Turning to the second prong of the products liability analysis, Oklahoma law recognizes a consumer's subsequent material alteration precludes recovery because the product cannot be said to have been defective when it left the manufacturer's control. See Dutsch v. Sea Ray Boats, Inc., 1992 OK 155, , 845 P.2d 187, 191 (refusing to hold manufacturer liable where subsequent modifications of boat caused injuries); Clark v. Continental Tank Co., 1987 OK 93, , 744 P.2d 949, 954 (affirming jury verdict for manufacturer where heater/treater was equipped with safety devices when it left manufacturer's control but devices were later removed in the field causing flash fire); Stuckey v. Young Exploration Co., 1978 OK 128, , 586 P.2d 726, 731 (affirming summary judgment in favor of manufacturer where cab and chassis of truck had twice undergone substantial modification after leaving manufacturer's control); Kimbrell v. Zenith Radio Corp., 1976 OK 134, , 11, 13, 555 P.2d 590, 592 (affirming trial court's directed verdict for manufacturer of television set where crimped wire that caused subsequent fire could have occurred during repair of set years after purchase). That Ballard broke apart Benzedrex® inhalers after purchasing them in order to extract the active ingredient to obtain a stimulant effect is undisputed. Such a subsequent material alteration precludes liability on the part of the manufacturer or seller.
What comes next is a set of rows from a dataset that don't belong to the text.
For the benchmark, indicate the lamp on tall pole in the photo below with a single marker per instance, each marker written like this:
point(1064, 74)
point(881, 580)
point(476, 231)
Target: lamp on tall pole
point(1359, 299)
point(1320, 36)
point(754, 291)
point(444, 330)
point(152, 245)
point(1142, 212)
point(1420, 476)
We also may deem a product defective if a manufacturer fails to give directions or warnings on the container as to its use. See Smith v. U.S. Gypsum Co., 1980 OK 33, , 612 P.2d 251, 253. "If the warnings are unclear or inadequate to apprise the consumer of the inherent danger, the product may be defective, particularly where a manufacturer has reason to anticipate danger may result from the use of his product." Steele v. Daisy Mfg. Co., 1987 OK CIV APP 64, , 743 P.2d 1107, 1109. Manufacturers, however, are not required to foresee that consumers will fail to read the product's warnings and then use the product in a manner that the instructions expressly warn against. Hutchins v. Silicone Specialties, Inc., 1993 OK 70, , 881 P.2d 64, 67; see also Restatement (Second) of Torts §402A, cmt. j (1965). "Only where the seller has reason to anticipate that danger may result from a particular use, may he be required to give adequate warning of the danger, and a product sold without such warning is in a defective condition." Duane v. Oklahoma Gas & Elec. Co., 1992 OK 97, , 833 P.2d 284, 286. "If a plaintiff is using the product for some purpose for which it was not intended and is consequently injured, he should not recover." Kirkland, , 521 P.2d at 1366.
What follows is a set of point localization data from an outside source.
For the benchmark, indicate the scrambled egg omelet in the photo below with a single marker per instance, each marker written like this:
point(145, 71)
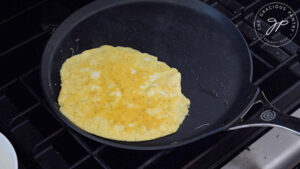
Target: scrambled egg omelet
point(122, 94)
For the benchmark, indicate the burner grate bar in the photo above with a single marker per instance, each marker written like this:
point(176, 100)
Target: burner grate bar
point(101, 162)
point(153, 159)
point(79, 163)
point(48, 141)
point(22, 116)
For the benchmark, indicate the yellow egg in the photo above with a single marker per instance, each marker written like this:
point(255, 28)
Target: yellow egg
point(122, 94)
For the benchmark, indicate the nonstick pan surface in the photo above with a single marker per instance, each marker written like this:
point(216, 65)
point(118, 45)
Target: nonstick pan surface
point(200, 42)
"The plaintiff must establish that the failure to warn was a proximate, producing cause of the injuries received." Duane, , 833 P.2d at 286. "Where the danger or potentiality of danger is known or should be known to the user, the duty to warn does not attach." Id., , 833 P.2d at 287; see also, Atkins v. Arlands Dept. Store of Norman, Inc., 1974 OK 62, 522 P.2d 1020 (holding although it may be foreseeable that a child may throw a lawn dart at another person, the product was not designed with such misuse in mind, thus alleged design defect was not the proximate cause of the injury and manufacturer not liable).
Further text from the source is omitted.